Closed Hoverbear closed 9 years ago

Hoverbear commented 9 years ago

This by @TyOverby would probably be useful instead of doing JSON -> Base64.

It might be worthwhile to look into the possibility of bincoding a Vec<(u64, T)> and somehow syncing it to disk instead of doing it line by line. One downside of this is that we'd need to keep the entire log in memory, and that sucks!

TyOverby commented 9 years ago

Is there a reason that you want the data to be line-separated? If you treat this file as just a binary blob, you could skip the Base64 step and get good performance and compression (if you want compression).

Hoverbear commented 9 years ago

@TyOverby There is no particular reason! One concern with the approach of a blob is you'd have to store the entire thing in memory to work with it.

TyOverby commented 9 years ago

If the entries that are being stored are constant in size, then you could seek to the entry_size * i byte in the file and then read from there.

If that isn't an option, you could have two files. One with a binary blob, one with a hashmap of EntryNumber to Position, where position is a byte offset into the file.

With either of these, reads and writes will be absurdly fast, as you don't need to scan through the lines, and you just deserialize the entries that you want.

Hoverbear commented 9 years ago

@TyOverby Hmm, I don't think I can make a constant size assumption, I'm trying to keep the library as generic as possible!

The hashmap idea is really clever, I like it! I guess you could presumably store the hashmap in memory even since it would be a constant (u64, u64), or at least a good hunk of it. Since most updates to the hashmap would be fairly small, is there a good way to "sync" the file?

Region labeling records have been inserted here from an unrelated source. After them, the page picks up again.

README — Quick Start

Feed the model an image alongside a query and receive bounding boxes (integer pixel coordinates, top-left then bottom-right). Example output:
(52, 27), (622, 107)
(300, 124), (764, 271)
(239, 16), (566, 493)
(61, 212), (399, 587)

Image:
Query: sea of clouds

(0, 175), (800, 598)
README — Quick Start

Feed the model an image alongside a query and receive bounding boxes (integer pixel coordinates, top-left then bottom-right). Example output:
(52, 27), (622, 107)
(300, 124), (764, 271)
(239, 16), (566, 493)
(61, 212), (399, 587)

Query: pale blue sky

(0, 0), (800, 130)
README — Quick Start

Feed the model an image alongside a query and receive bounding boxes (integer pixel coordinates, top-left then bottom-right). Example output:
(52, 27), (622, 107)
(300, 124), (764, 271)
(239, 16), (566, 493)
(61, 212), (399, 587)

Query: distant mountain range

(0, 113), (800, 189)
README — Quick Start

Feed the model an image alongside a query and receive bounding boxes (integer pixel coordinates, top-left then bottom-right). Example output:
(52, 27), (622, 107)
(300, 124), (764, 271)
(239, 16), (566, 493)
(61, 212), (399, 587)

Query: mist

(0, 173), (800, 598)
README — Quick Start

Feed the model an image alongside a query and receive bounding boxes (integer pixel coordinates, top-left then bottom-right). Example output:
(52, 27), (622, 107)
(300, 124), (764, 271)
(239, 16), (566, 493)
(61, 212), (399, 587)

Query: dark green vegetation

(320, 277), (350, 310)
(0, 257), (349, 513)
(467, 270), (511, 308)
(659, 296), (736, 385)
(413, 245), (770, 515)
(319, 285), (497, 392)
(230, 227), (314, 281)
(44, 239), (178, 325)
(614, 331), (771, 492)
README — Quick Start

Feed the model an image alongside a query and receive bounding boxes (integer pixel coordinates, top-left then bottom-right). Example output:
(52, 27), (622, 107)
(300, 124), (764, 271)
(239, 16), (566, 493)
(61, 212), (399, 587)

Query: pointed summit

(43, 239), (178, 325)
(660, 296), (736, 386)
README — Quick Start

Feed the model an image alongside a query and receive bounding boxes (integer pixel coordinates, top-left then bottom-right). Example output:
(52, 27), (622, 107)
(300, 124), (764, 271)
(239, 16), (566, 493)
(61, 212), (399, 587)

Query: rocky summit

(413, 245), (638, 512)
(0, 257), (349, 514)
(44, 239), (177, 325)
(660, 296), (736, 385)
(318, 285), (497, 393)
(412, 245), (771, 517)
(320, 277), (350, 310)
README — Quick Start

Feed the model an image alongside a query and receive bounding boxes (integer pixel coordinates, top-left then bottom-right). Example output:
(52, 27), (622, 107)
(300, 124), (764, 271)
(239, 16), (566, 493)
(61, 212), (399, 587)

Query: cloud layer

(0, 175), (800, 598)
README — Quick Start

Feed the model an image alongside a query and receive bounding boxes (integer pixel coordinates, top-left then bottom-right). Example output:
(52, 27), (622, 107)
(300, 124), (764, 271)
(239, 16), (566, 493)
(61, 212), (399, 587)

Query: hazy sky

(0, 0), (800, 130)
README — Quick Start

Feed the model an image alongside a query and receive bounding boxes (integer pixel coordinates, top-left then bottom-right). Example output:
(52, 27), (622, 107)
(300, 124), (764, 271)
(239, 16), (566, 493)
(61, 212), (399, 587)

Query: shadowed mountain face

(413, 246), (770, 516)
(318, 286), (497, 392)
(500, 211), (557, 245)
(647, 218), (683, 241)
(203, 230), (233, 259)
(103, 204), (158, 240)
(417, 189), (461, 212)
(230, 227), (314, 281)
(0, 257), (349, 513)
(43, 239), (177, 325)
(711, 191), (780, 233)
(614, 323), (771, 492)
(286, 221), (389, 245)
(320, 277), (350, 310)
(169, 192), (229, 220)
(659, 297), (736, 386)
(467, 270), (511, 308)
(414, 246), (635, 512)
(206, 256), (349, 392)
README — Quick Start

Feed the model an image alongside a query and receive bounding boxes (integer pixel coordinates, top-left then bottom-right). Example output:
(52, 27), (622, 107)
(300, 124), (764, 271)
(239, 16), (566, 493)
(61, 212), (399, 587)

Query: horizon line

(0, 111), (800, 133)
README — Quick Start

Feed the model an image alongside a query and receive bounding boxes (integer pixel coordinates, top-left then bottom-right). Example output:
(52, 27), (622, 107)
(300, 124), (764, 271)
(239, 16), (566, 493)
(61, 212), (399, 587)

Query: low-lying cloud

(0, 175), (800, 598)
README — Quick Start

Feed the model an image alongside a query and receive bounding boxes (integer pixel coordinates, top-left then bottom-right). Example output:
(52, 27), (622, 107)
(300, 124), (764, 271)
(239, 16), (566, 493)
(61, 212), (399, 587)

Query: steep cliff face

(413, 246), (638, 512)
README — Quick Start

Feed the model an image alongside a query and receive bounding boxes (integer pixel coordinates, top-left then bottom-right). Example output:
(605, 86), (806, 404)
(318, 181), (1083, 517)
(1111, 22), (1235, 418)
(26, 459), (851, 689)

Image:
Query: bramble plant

TyOverby commented 9 years ago

Yeah, you would want to leave the "hashmap" in memory. On disk, it would probably be a list of (u64, u64). Because (u64, u64) is constant size, you can use direct-indexing into that if you wanted to do an update, and appending to it would be as easy as appending to the file.

I'm not sure that this is the most elegant way to do things. A database is probably much more suited to the task.

zslayton commented 9 years ago

@Hoverbear, have you looked at using a key/value storage engine like LevelDB, LMDB or WiredTiger? I'm unsure of whether those have Rust bindings in crates.io yet, but if they do I think they'd suit your use case. They're all built on more or less the same core API that lets you:

In your case, the keys would be line numbers and the values would be the line contents. Everything would be written to a single file per log with no requirement to maintain an in-memory data structure -- you could allow the log to outgrow RAM.

Hoverbear commented 9 years ago

@TyOverby Yes I think that might be the right solution, I just need to pick something simple and embedded since I have fairly limited requirements.

@zslayton Yes this was discussed on Reddit!. It looks like there are LMDB bindings. Thank you!

I think that finding some sort of embedded database that is simple and cheap enough is the way to go.

viperscape commented 9 years ago

redis-rs might be worth a look too.

jakejscott commented 9 years ago

There's also these bindings to LMDB https://github.com/vhbit/lmdb-rs

Hoverbear commented 9 years ago

@danburkert had some awesome ideas here and contributed a patch.